As nearly 200 years have now passed since that time, it is neither indelicate nor inappropriate to resurrect these titles and give them their due prominence as defining the work's programme. The biographical incidentals concerning Lichnowsky are thus seen as forming the composer’s point of departure in writing this music, and this is how I have interpreted the music for this recording.
In providing the Immortal beloved nickname to Op.101, I am seeking to make a contribution to the musicological analysis of this difficult and challenging work. The true identity of the Immortal Beloved to whom Beethoven wrote his famous impassioned three-part letter in 1812 has proved to be one of musical history’s more enduring mysteries. As the letter was found among the composer’s belongings after his death, there is no clear evidence that it was ever posted; all we can be sure of is that Beethoven safeguarded it among his most precious possessions.
Beethoven’s original biographer, Anton Schindler, first proclaimed confidently that the intended recipient was the dedicatee of the Sonata Op.27 No.2, Damigella Contessa Giulietta Guicciardi. Ever since this idea was discarded for various reasons, there has been no shortage of women in Beethoven’s life to be championed each in her turn by one or other enthusiastic biographer or musically inclined detective.

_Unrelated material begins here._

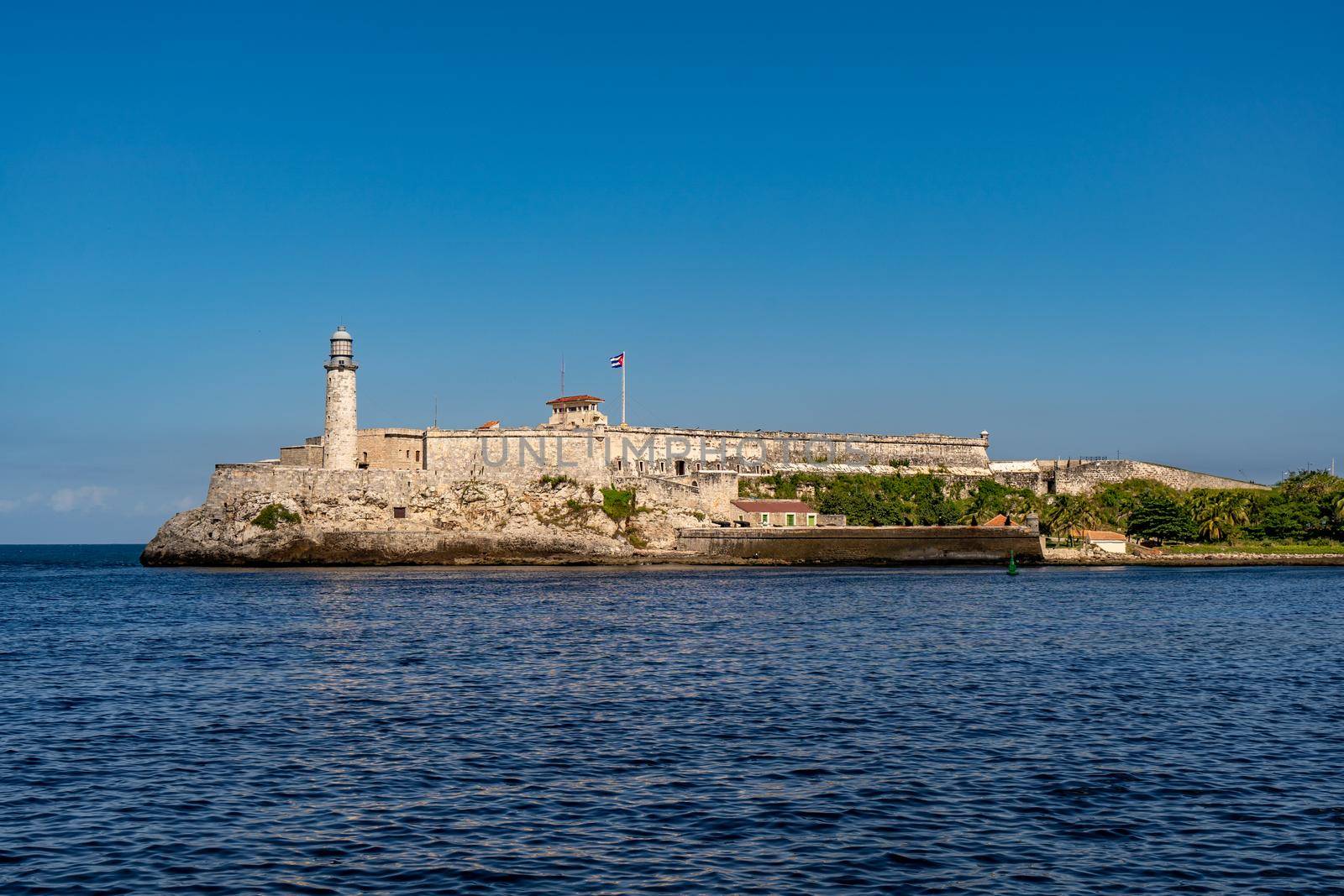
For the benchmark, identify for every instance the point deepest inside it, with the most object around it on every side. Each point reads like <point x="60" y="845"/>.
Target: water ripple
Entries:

The two most serious recent contenders have been Antonie Brentano, somewhat dogmatically championed by Maynard Solomon (1977), and the Baroness Dorothea von Ertmann, suggested more circumspectly by George Marek (1970). These two theories are based on logistical evidence relating to hotel and police registers, visas, etc., together with various biographical morsels that have survived to be called in evidence. No theory, to my knowledge, has called any of Beethoven’s music to the witness stand, although the editorial annotations to this sonata by Kendall Taylor (1987) point suggestively in that direction; yet, in my view, all four movements of the Sonata Op.101 dedicated to Dorothea Ertmann are replete with musical evidence.

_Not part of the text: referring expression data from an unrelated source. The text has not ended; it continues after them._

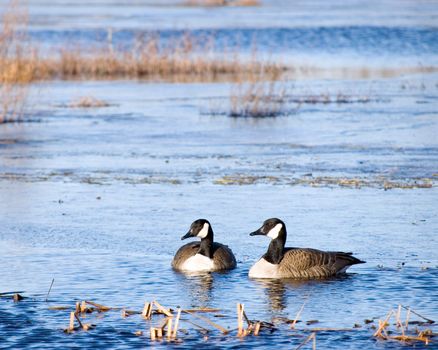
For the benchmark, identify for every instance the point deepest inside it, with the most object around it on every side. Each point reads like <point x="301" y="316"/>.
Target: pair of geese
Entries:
<point x="277" y="262"/>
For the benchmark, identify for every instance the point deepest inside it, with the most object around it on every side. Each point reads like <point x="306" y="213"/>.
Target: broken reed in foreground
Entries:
<point x="164" y="324"/>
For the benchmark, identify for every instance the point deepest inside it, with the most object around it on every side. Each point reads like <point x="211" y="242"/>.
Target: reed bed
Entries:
<point x="17" y="64"/>
<point x="260" y="98"/>
<point x="174" y="325"/>
<point x="182" y="59"/>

Before elaborating on this evidence in terms of the ‘programme’ for Op.101, or even taking too seriously the mystery itself, it is as well to note in passing the iconoclastic opinion of George Bernard Shaw (1893) who dismissed the entire letter as “idiotic” in an entertaining piece entitled Beethoven’s unsterbliche Geliebte from which Marek (1970) quotes generously after declaring that the letter “remains one of love’s most moving documents and will remain so whether or not we ever discover the whole truth about it.”
Sonata in C# minor,
This sonata is arguably the most pathological work represented in this collection. That it should be linked romantically in the popular mind with ‘moonlight’ (even ‘moonlight and roses’, having regard to some of the vulgar transcriptions for lush string orchestra) is as unfortunate as it is misleading.

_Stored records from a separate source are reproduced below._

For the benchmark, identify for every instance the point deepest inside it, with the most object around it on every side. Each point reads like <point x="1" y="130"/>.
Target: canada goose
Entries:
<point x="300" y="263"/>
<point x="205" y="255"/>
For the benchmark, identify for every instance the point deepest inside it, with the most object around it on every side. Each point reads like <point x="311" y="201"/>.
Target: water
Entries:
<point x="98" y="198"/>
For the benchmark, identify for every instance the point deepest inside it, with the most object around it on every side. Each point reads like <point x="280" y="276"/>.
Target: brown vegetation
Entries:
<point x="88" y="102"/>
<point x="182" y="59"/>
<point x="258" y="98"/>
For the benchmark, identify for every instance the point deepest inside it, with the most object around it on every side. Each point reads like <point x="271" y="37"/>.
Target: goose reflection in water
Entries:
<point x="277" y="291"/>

One wonders if, in the light of the more mature and substantial Appassionata Sonata, the Sonata Op.27 No.2 might not wear the nickname Little Appassionata fairly comfortably? However, the problem with this idea is that the passion of the earlier sonata is not ‘little’ by comparison with that of its more mature cousin. On the contrary, Op.27 No.2 is literally inarticulate with passion, grimly controlled in the Adagio sostenuto’s confession of grief and pain, almost out of control in the Presto agitato. If the finale of the Appassionata may be characterised as defiance in the face of adversity, then the finale of Op.27 No.2 borders on sheer panic. Even the Allegretto maintains this relatively inarticulate aspect, though interposing a welcome relief of light and playful dance rhythm between the two tragic pillars that form at once the frame and substance of this awesome work.
No, the nickname of this sonata is too ingrained to be replaced after nearly two centuries of misuse; the best that one can do is reproduce it in strikethrough typeface as a gesture of protest!
As the question of pedalling often arises in relation to the Adagio sostenuto, I confess to applying the soft pedal (una corda) continuously throughout the movement while using the sustaining pedal conventionally. I take the composer’s special pianissimo marks for the main theme to indicate that the accompanying triplets and sustained bass octaves are not to be rendered as a passive accompaniment but are to form an active, expressive support to heighten the plaintive fragility of the theme.
Sonata in F minor, Op.57
Never has a piano sonata been more appropriately nicknamed for posterity than Beethoven’s Op.57. It is remarkable that the Appassionata Sonata remains one of the most compelling and popular crowning achievements of the pianoforte repertoire while being one of the most unrelentingly grim essays to leave the composer’s hand.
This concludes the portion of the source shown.